Theses and Dissertations

Date of Award

2020

Document Type

Dissertation

Degree Name

Doctor of Psychology (PhD)

Department

College of Psychology

First Advisor

Jeffrey Kibler

Second Advisor

Travis Craddock

Third Advisor

Amarilis Acevedo

Fourth Advisor

Christian DeLucia

Keywords

gulf war illness, neurosciences, post-traumatic stress disorder, psychology, working memory

Abstract

Gulf War Illness (GWI) impacts 25 to 32 percent of those deployed in the 1991 Gulf War (White et al., 2016) and includes symptoms related to fatigue and mood/neurological disturbances. Therefore, it is difficult to ascertain the influence of trauma exposure and chemical exposure when investigating neuropsychological symptoms. This cross-sectional study utilized a group of veterans with and without GWI (n=61) to investigate: 1) the unique impact that GWI has on a survey measure of attention and memory or the Paced Auditory Serial Addition Test (PASAT).
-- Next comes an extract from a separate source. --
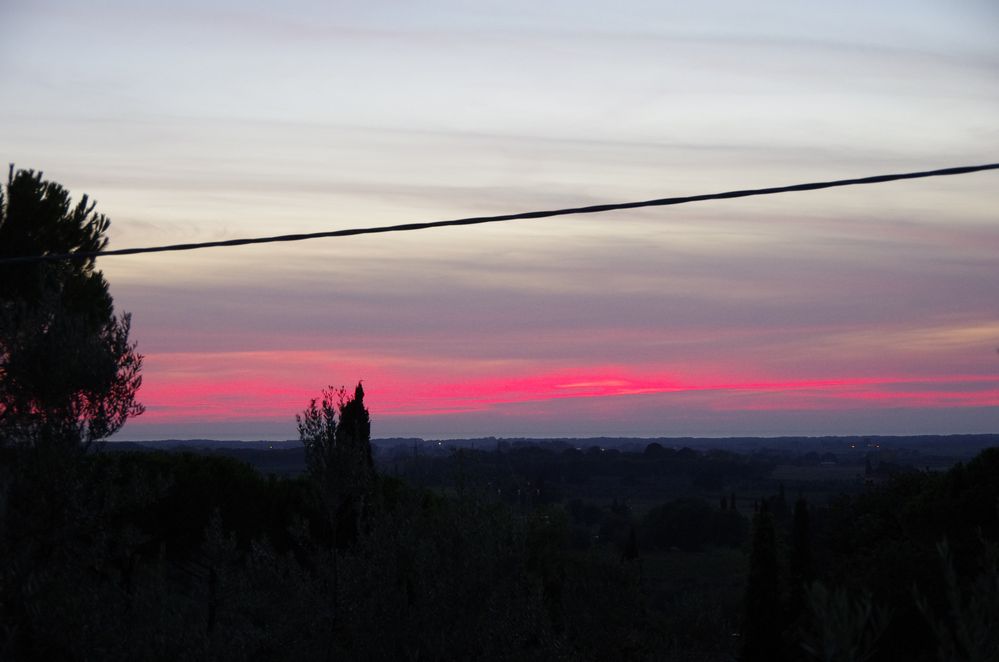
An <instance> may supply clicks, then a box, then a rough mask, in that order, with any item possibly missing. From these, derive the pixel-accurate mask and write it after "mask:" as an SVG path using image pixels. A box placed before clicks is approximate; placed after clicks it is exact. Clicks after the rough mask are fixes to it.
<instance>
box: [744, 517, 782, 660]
mask: <svg viewBox="0 0 999 662" xmlns="http://www.w3.org/2000/svg"><path fill="white" fill-rule="evenodd" d="M779 593H780V589H779V585H778V573H777V540H776V531H775V530H774V519H773V515H771V514H770V513H769V512H768V509H767V507H766V501H764V502H763V507H762V509H761V510H760V512H759V513H757V514H756V516H755V517H754V518H753V549H752V552H751V554H750V557H749V581H748V583H747V586H746V600H745V609H746V613H745V617H744V620H743V626H742V652H741V655H740V659H741V660H742V661H743V662H779V661H780V660H781V659H782V658H783V655H782V650H781V635H780V630H781V627H780V620H781V618H780V595H779Z"/></svg>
We also investigated how PTSD symptoms, followed by fatigue levels, improved the GWI model when predicting performance. Next, we analyzed the unique impact that GWI diagnosis, followed by pro-inflammatory interleukins, would have on reported levels of fatigue.

Although there was not a statistically significant relationship between GWI and the PASAT scores, there was an emerging trend showing GWI as a meaningful effect. The secondary analyses investigating the influence of interleukins on measures of fatigue also only showed GWI diagnosis as significant predictor. Post-hoc analyses were conducted that included pro-inflammatory (INFy and TNFa) cytokines in another model of GWI. Therefore, a model with the incremental addition of GWI, proinflammatory markers, and PTSD symptoms was tested for its ability to predict worse performance on the PASAT. Results indicated that pro-inflammatory markers were significant across virtually all trials of the PASAT, over and above GWI and PTSD symptom levels. More investigation investigating the linkage between these processes and cytokines are therefore necessary to elucidate these patterns.